Calling the Sample Function

SELECT * FROM r_max(2,3);

returns

 r_max 
-------
     3
(1 row)

Attempts to call R built-in function from PSQL

Regression

Creating Function:

CREATE OR REPLACE FUNCTION r_reg(y numeric[], x numeric[])
RETURNS numeric AS $$
 res <- lm(y ~ x)
 return(coef(res)[1])
$$ LANGUAGE 'plr' immutable;

Calling Function:

SELECT r_reg(tothullcount, avghullcount) from hcllayerwinv;

Results:

  r_reg 
-------
    0
    0
    3
    0
    5
    4
    0
    0
    5
    4
    0
    0
    6
    4
    4
    0
    0
    4
    0
    0
    4
    0
    0
    4
    0
    0
    3
    0
    5
    3
    0
    0
    7
    5
    3
    3
    0
    0
    6
    4
    0
    0
    0
    5
    4
    0
    0
    7

hcllayerwinv table from tigertest database

                       Table "public.hcllayerwinv"
      Column      |          Type          | Collation | Nullable | Default 
------------------+------------------------+-----------+----------+---------
 place            | character varying(100) |           |          | 
 statecode        | character varying(2)   |           |          | 
 year             | integer                |           |          | 
 layer            | integer                |           |          | 
 lcount           | numeric                |           |          | 
 nosingleton      | bigint                 |           |          | 
 nomultiton       | bigint                 |           |          | 
 nopair           | bigint                 |           |          | 
 nohull           | bigint                 |           |          | 
 totmultitoncount | numeric                |           |          | 
 avgmultitoncount | numeric                |           |          | 
 totpaircount     | numeric                |           |          | 
 avgpaircount     | numeric                |           |          | 
 totpairlength    | double precision       |           |          | 
 avgpairlength    | double precision       |           |          | 
 minpairlength    | double precision       |           |          | 
 maxpairlength    | double precision       |           |          | 
 tothullcount     | numeric                |           |          | 
 avghullcount     | numeric                |           |          | 
 tothullarea      | double precision       |           |          | 
 avghullarea      | double precision       |           |          | 
 minhullarea      | double precision       |           |          | 
 maxhullarea      | double precision       |           |          | 
 tothulldensity   | double precision       |           |          | 
 avghulldensity   | double precision       |           |          | 
 seedearlyinvf    | double precision       |           |          | 
 inflator         | numeric                |           |          | 
 seedearlyinvl16f | double precision       |           |          |

Regress by

--By: place, statecode, layer, --Regress: seedearlyinvl16f ON nosingleton, totmultitoncount, totpaircount, tothullcount, avgpairlength, avghullarea, avghulldensity

Installing PL/R on the dbase server

Check the version of the dbase by doing a

SELECT version();

This gives us 9.5.10

Then as root:

apt-get install postgresql-9.5-plr

Finally enable the extension in a dbase:

create extension plr;

See also: http://www.joeconway.com/presentations/plr-PGConfNYC2014.pdf

Instructions on Use

To use R from pgAdmin III, follow the instructions in this tutorial: choose the database, click SQL, and run "CREATE EXTENSION plr;". This allows R functions to be used in this database from then on. You should be able to run the given examples in the tutorial after this is done. This was run on databases tigertest and template1.
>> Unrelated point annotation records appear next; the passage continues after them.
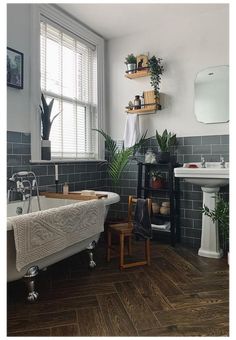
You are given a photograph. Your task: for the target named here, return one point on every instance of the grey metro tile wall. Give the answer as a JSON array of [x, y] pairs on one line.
[[93, 175]]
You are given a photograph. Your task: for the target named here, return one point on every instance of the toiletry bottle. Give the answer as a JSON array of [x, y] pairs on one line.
[[65, 189]]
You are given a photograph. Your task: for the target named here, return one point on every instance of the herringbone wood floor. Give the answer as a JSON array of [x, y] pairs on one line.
[[180, 294]]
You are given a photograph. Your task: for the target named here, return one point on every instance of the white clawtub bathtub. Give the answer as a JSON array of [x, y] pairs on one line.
[[14, 208]]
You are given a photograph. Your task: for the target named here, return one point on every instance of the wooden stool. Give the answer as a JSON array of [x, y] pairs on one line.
[[124, 231]]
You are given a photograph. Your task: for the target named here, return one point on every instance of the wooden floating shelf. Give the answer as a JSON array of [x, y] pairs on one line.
[[151, 104], [138, 74], [144, 110]]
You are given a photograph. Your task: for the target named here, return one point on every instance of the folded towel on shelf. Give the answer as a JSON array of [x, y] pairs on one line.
[[132, 131], [142, 224], [44, 233]]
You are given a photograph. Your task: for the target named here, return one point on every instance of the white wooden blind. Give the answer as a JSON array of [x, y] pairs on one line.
[[69, 75]]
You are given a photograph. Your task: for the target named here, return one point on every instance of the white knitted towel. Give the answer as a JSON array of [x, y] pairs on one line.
[[44, 233]]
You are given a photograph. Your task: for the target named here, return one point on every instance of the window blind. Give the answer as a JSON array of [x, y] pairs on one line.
[[69, 75]]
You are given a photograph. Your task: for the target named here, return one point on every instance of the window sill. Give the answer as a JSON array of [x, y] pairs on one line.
[[68, 161]]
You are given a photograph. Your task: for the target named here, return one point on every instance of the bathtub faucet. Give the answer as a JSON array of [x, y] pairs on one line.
[[26, 182]]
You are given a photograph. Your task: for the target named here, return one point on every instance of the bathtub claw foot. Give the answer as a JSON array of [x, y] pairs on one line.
[[29, 278], [91, 246]]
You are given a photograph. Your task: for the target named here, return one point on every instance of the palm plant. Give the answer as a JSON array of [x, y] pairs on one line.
[[166, 140], [46, 110], [119, 158], [221, 215]]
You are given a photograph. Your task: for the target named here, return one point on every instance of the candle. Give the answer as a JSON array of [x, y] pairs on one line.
[[56, 172]]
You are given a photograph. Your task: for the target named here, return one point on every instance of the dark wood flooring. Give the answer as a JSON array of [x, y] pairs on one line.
[[180, 294]]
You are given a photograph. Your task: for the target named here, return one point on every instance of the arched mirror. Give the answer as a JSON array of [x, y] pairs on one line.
[[211, 95]]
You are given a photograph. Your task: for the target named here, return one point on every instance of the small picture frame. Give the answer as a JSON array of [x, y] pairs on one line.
[[15, 64], [142, 61]]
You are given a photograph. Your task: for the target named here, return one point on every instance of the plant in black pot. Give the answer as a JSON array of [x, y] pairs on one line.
[[131, 62], [46, 110], [220, 215], [165, 141]]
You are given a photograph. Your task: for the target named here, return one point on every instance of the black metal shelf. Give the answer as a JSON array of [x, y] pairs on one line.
[[172, 190]]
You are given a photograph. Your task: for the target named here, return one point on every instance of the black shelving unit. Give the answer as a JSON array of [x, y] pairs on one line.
[[171, 193]]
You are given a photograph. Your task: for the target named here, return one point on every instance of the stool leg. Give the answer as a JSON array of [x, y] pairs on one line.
[[147, 251], [108, 246], [121, 251]]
Another possibly useful presentation on PL/R.

How PL/R was installed on the RDP

On 2018-01-18, PL/R was installed to allow PostgreSQL users to use R functions from SQL queries. It was installed using this tutorial. The link from the tutorial for PL/R doesn't work, I used this instead.

It required R version 3.3.0 for PL/R to work with PostgreSQL 9.5. If the environmental variables R_HOME or PATH are edited so that they point to a different version of R, this might not work, and PL/R might have to be reinstalled. If the version of PostgreSQL is updated, both the R version and PL/R version will have to match it as well.